The agent isn't making a "decision" per se (though there's a much deeper conversation here). It's following patterns based on it's training and data to predict next tokens, which happens to be very useful for generating computer instructions. Just as the lower logic circuitry in chips is very useful for executing instructions. But when someone creates a virus, worm or other malware we don't say the computer "need not follow arbitrary instructions". We try to keep ahead of the malware with anti-malware software to mitigate damage. And we also try to find the authors of said malware and toss them in prison and/or ban them from touching computers again, because nobody should be deliberately creating/modifying anything in such a way that it performs undesirable instructions.

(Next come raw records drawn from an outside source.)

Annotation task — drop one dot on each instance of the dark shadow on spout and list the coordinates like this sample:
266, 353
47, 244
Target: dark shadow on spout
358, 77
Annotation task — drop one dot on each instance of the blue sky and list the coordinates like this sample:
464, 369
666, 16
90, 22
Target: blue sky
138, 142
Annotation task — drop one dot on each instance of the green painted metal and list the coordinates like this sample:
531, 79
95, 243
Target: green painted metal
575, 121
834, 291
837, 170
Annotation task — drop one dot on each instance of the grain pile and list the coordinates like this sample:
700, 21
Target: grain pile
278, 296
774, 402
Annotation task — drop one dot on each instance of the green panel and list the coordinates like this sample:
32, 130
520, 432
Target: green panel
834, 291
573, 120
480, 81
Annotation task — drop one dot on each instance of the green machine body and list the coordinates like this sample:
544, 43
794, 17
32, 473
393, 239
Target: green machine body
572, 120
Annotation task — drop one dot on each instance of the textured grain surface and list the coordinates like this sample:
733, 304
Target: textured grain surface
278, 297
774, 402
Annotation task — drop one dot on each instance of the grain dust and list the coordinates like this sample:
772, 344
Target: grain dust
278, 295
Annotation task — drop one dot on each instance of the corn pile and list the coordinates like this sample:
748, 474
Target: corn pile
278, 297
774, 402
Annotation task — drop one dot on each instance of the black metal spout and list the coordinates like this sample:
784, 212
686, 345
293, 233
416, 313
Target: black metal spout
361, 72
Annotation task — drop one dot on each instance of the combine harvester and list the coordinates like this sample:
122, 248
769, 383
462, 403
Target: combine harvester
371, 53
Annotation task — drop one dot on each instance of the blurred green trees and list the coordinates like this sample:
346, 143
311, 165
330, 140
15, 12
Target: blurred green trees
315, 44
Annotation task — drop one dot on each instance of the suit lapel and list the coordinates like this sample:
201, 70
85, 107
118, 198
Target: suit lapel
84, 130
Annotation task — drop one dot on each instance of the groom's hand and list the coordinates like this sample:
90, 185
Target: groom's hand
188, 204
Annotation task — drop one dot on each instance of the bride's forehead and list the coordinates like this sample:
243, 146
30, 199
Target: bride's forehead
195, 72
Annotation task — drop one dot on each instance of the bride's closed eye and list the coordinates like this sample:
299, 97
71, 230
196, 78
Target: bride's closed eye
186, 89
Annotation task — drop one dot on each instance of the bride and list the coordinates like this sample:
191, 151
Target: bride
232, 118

you choosing to throw a log file into eval() without reading it does not make the log file malware.

you are the one executing the log file. this is a smart decision that you chose to make.

executing a thing not intended to be executable is just a bad decision on your part

That could have been a valid argument 5+ years ago, but won't fly today. It is a known that AI that are used for coding necessarily read log files. It is also a known that some AI are susceptible to prompt injection. Given that knowledge, and the very clear intent to utilize said knowledge to cause undesirable behavior on a user's computer when certain conditions are met, we're now undoubtedly in malicious territory. It's akin to someone making it clear that they don't like kids and don't want to see any in their favorite park, then taking the extra, deliberate step of placing a disguised loaded gun by the swings where a child could easily find it.